At that moment the person in charge of the Dome of the Rock, Mohammed Abu Aktesh, embraces his friend, Sheikh Abdul Aziz and greets us. "Oh, from California, San Francisco, a Muslim, please come to my office" He presents me with a Koran printed for the Dome of the Rock and asks if I'd like to go into the shrine.

We enter, I am deeply moved and begin circumnambulating the shrine doing Tassawuri Mohammed. It feels like the hearts fulfillment and pinnacle of this journey.

We hear the Azan - Call to Prayer, the signal of the end of the Ramadan fast day, enter Al Aqsa Mosque, do Salat, and return to Sheikh's home for a delicious meal.
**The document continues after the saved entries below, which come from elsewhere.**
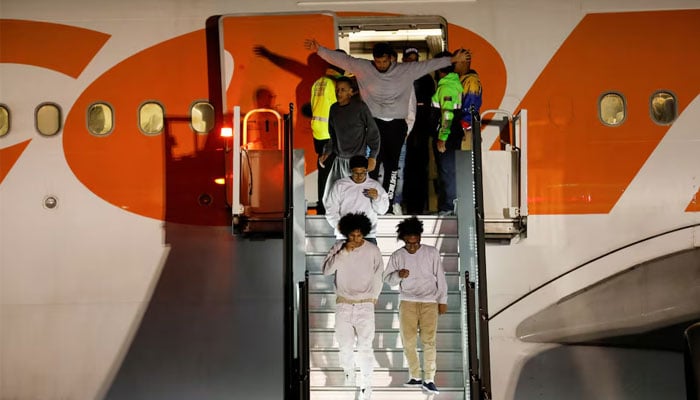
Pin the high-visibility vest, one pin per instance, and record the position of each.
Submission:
(322, 98)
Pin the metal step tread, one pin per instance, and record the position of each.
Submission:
(376, 389)
(384, 254)
(382, 349)
(379, 330)
(380, 370)
(382, 311)
(385, 235)
(391, 291)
After the meal around 25 people arrive for the sufi gathering. I share our history and the teachings of Hazrat Inayat Khan and our Murshid Samuel Lewis, lead some Zikr and Dances and close the evening, at the Sheikh's request, speaking on Forgiveness.

Two days later, this time in the company of my sister and her husband, we wend our way back to Jerusalem. We visit the Church of the Holy Sepulcher, then to Wailing Wall.
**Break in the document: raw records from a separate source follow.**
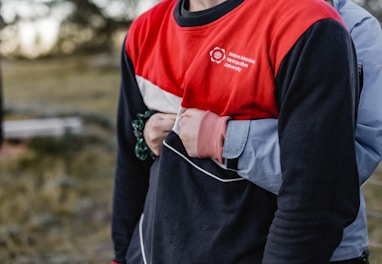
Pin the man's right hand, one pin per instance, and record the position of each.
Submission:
(156, 129)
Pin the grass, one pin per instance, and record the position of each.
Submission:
(55, 194)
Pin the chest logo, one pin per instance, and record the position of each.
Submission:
(232, 60)
(217, 55)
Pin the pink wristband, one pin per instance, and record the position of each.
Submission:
(211, 136)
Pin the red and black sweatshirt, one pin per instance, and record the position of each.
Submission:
(248, 59)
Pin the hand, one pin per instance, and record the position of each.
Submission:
(203, 133)
(189, 126)
(156, 129)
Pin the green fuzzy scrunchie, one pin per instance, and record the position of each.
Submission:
(142, 151)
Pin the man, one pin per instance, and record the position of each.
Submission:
(194, 210)
(259, 159)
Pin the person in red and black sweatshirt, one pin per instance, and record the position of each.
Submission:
(246, 59)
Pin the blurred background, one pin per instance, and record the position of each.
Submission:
(59, 78)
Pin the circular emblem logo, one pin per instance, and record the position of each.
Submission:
(217, 55)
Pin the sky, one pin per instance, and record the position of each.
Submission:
(45, 29)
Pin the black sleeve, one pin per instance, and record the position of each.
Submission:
(132, 174)
(317, 93)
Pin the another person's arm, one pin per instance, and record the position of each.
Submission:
(319, 194)
(367, 36)
(258, 151)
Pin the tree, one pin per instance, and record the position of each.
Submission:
(89, 25)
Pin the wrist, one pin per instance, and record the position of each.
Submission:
(211, 136)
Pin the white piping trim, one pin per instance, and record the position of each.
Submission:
(201, 169)
(141, 240)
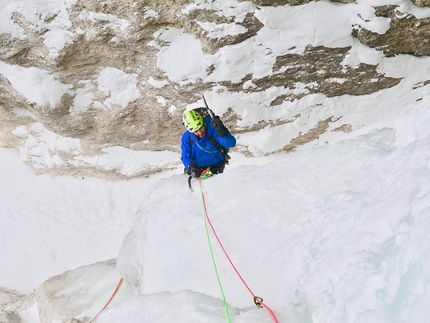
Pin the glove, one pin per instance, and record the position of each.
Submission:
(219, 126)
(194, 170)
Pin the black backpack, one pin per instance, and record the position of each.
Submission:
(204, 112)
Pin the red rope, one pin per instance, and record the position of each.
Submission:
(257, 300)
(110, 299)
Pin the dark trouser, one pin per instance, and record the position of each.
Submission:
(214, 170)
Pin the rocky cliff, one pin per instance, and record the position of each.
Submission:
(67, 52)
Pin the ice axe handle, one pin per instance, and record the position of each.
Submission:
(207, 107)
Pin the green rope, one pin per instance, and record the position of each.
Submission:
(212, 255)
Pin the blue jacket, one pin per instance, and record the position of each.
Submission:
(201, 151)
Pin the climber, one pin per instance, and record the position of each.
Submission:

At our next stop, the tomb of psalmist, King David, I sing the last line of the last Psalm, Kol Haneshamah te HallelYa, Hallelujah - Everything which has Breath Shall Praise God, Hallelujah!
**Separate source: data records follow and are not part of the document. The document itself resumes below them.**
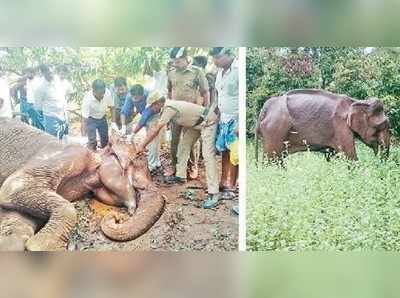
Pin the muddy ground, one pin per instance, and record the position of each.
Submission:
(184, 225)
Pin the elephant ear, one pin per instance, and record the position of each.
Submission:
(365, 115)
(357, 118)
(124, 151)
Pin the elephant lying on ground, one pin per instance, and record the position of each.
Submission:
(40, 177)
(318, 120)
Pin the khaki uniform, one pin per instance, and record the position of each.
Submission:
(185, 86)
(187, 115)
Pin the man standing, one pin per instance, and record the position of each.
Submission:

All these holy places are very close to each other in the Old City.

From there we take the car across the valley to the Garden of Gethsemane, at the bottom of the hill of the Mount of Olives.

Two days before, on Thursday, the Sheikh had mentioned that Rabia al Adawiya, one of the greatest woman mystics of all time, was buried on the Mount of Olives, but we had run out of time, and were unable to visit.

So as we come out of the Garden of Gethsemane, I look for a Muslim person and ask, "Where is Rabia's tomb?"

"Just up this hill, go right and then thirty meters and you will see it on the left".

We drive up the windy one lane, 'two way' road, make the turn and I see a young Muslim boy and ask, "Where is Rabia's shrine?"

"It's just over there, but it is locked up, so just wait a moment and I will get the key!"

How auspicious the gatekeeper appeared for us! Now we are joined by another one of his friends with the key and a flashlight.

He opens the gate, we walk past a the very small mosque connected to the shrine, in total disrepair. He explains it is being renovated and so there is no electricity.

Now we go down a flight of very old steps, a landing, and then another flight of old steps into the dark chamber which houses Rabia's tomb. I put my head down and pray for her blessing on all the women in our community, and all the women of the world to have the ease and freedom and equality to awaken to the Message of the Heart and be of great service. I feel moved and humbled that this precious gate was opened feeling somehow that it is Rabia al Adawiya herself. What a beautiful way to complete my visit.

And now a few more hours in the lounge in Frankfurt and a much longed for return home, having been on the road for nearly 4 weeks.